Mamata is chided for her land use policy. So, what should be done? All the sharecroppers and small land owners be gassed or sent to gulags? Or have Kalinganagar, Nandigram, Vedic Village, Bhatta Parsaul repeated in thousands of villages of Bengal? While it is certainly Government’s business to promote trade and commerce, it is not its business to act as cronies of business houses trying to make money in the guise of growth. 
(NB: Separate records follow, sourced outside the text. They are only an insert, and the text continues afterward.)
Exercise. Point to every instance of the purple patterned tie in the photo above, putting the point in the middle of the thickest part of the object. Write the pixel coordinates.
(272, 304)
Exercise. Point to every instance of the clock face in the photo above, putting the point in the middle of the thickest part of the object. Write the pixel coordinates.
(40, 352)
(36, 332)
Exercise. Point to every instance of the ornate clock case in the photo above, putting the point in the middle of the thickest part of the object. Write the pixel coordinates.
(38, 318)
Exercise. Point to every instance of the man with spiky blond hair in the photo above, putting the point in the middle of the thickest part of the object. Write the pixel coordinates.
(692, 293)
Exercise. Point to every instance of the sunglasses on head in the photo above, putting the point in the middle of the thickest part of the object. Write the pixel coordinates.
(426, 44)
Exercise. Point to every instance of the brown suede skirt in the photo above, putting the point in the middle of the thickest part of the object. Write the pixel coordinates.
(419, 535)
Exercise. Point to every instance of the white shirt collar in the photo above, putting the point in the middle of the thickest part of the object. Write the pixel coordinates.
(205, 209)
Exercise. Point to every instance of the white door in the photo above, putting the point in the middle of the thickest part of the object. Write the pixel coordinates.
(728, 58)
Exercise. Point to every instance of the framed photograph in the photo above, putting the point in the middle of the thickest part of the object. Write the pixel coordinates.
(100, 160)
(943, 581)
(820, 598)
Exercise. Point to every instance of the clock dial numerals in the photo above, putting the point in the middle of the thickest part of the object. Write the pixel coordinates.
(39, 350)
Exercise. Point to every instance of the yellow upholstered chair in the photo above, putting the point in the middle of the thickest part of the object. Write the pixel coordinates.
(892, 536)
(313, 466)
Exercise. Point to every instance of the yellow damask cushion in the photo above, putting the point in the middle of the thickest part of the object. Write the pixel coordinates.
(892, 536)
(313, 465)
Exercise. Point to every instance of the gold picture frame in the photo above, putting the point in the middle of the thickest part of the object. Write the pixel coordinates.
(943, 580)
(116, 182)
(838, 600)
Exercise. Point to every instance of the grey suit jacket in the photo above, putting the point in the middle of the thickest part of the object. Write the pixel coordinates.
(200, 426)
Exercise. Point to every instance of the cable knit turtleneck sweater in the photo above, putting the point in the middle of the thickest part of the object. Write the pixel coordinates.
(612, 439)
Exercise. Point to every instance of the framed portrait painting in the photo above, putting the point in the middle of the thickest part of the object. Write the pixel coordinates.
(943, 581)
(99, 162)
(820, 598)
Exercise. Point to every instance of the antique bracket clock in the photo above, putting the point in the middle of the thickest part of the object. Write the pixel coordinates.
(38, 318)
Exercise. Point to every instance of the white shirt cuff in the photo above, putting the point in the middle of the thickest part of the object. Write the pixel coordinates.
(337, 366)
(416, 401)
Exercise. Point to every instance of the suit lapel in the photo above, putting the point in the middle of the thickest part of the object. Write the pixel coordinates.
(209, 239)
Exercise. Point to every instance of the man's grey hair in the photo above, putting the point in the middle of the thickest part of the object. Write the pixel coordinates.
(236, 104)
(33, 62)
The ELM’s dislike of Mamata has reached newer heights with the Railways fare hike by Dinesh Trivedi. Sadly, the commentary provided by the ELM only serves to buttress the notion that a vast majority of people who masquerade as journalists are career discards who could do nothing better in life. Firstly, simply because Dinesh Trivedi declared the fare hike in terms of paise per km, it was declared by those sanctimonious people as marginal hikes. Of course, had they managed to clear their basic arithmetic examinations in school, they would have known that existing fares were (in progressive scale) less than 30 paise per km for second class rail travel and Rs 1.01 for AC second class travel. The hikes proposed by Dinesh Trivedi are marginal only if 15%-20% hikes are marginal. Another pretender from the same ilk, Vivian Fernandes, who happens to head a media company claims that fares had not been raised for the last two decades! Huh!
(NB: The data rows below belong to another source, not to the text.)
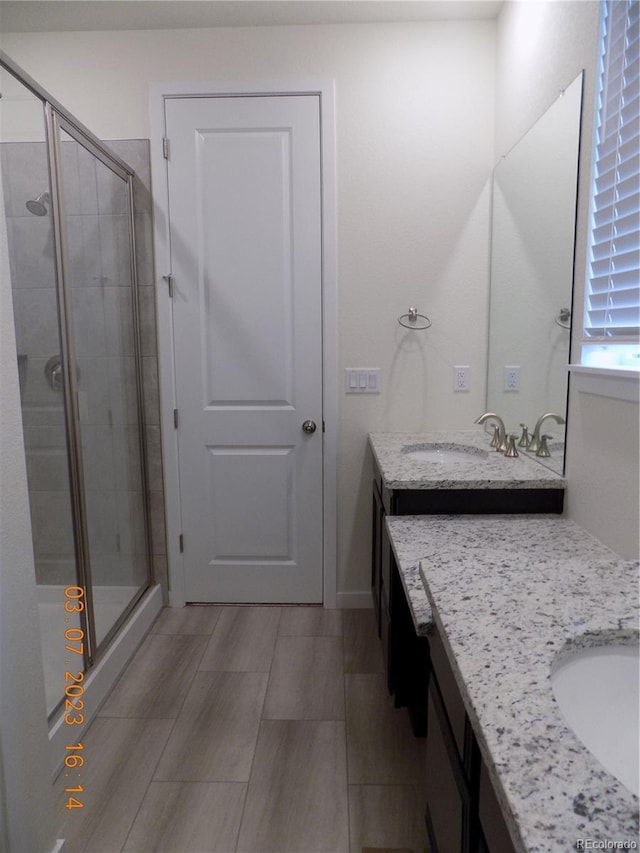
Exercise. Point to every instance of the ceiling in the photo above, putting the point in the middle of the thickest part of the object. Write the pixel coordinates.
(79, 15)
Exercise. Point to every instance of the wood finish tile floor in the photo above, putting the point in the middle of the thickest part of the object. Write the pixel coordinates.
(250, 730)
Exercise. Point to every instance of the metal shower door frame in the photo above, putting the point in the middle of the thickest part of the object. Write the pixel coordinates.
(57, 119)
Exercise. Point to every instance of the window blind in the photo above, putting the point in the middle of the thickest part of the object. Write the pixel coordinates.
(612, 315)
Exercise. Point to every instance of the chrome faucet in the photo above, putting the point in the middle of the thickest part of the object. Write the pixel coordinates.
(534, 444)
(500, 442)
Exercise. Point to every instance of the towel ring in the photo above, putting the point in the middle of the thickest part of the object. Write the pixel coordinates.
(564, 318)
(412, 317)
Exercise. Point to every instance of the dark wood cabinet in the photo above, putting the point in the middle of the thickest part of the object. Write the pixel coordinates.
(406, 655)
(462, 814)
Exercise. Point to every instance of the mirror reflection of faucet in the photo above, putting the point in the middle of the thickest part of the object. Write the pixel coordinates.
(507, 444)
(499, 440)
(538, 445)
This is not to say that there was no case at all for a fare hike. At the same time, a mere fare hike does not make either the Railway budget progressive or Dinesh Trivedi a reformer. What has Trivedi done except to raise fares? There is absolutely nothing in the budget which would help reduce superfluous expenditure, improve safety, improve maintenance, improve passenger amenities or at the very minimum, improve cleanliness and punctuality. If claims of bringing down Opex Ratio is being greeted with orgasmic sighs, it only shows the barrenness of their intellect for it does not take much to understand that if revenue is increased, opex ratio will come down even when expenses are not reduced. No sir, Mr Trivedi has been hailed simply because he ostensibly stood against Mamata (though the entire saga reeks of having been fixed by the main protagonists). 
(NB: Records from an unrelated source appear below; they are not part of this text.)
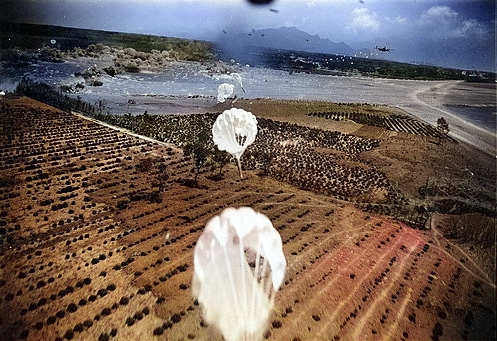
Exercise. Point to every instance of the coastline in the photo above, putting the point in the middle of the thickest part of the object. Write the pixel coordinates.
(431, 104)
(427, 104)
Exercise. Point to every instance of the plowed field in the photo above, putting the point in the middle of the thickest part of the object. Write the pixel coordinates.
(87, 255)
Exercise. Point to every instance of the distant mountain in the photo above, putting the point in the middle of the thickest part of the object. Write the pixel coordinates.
(285, 38)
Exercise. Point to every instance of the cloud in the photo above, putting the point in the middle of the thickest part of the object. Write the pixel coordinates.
(363, 20)
(444, 22)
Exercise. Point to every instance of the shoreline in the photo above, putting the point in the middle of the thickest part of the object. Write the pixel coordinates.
(431, 106)
(461, 129)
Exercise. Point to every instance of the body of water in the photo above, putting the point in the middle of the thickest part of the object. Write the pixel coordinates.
(190, 79)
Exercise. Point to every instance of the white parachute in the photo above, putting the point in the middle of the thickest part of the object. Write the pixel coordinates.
(238, 79)
(239, 265)
(224, 91)
(233, 131)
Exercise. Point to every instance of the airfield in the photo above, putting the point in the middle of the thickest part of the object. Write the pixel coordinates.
(87, 255)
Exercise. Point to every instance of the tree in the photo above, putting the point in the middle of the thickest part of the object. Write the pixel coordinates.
(443, 129)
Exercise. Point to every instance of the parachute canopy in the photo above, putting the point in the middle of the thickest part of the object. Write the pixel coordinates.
(238, 267)
(224, 91)
(233, 131)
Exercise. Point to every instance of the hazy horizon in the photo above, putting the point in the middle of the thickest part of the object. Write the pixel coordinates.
(450, 33)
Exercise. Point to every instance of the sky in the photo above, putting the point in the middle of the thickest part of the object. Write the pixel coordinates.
(456, 25)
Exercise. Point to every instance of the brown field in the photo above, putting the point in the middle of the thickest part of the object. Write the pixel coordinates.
(87, 255)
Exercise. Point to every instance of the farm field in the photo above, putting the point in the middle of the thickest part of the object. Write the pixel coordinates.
(90, 250)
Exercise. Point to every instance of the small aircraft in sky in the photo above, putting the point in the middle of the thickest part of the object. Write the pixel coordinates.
(382, 49)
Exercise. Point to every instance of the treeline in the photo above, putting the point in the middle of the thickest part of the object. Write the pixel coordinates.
(45, 93)
(32, 36)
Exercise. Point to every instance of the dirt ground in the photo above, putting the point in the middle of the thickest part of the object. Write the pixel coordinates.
(87, 255)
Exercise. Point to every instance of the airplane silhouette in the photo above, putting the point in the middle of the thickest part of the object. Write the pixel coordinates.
(382, 49)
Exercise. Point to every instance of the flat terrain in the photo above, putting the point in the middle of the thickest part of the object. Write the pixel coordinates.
(86, 254)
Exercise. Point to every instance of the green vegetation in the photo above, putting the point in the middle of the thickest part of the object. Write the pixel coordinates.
(31, 36)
It is funny that precisely the same set of people start crying themselves hoarse when airfares climb upwards. Haven’t airfares been static for more than a decade? Should they at least not been tripled since everything has become so expensive? No, they haven’t for scale has also resulted in economies and airways have also cut down on superfluous expenses.

That we are back to the Indira and Rajiv years in terms of budgets seems to have escaped notice of the ELM completely. In those years, each budget would mean increased taxes, increased prices. This year, we have had hikes in Excise, Service Tax and Train Tickets. Almost everything will be more expensive. Reforms are dead and so is the India growth story. The ELM which went breathless commending UPA 1 & early UPA 2 for growth is strangely silent now. It never bothered to accept that economy performs with a time lag, i.e., policy decisions have a gestation of at least 2 years to bear fruit. UPA 1 reaped benefits of NDA policies and now chickens of UPA1 are coming home to roost. Long live the Italian matron! Long live NAC and long live Manmohan!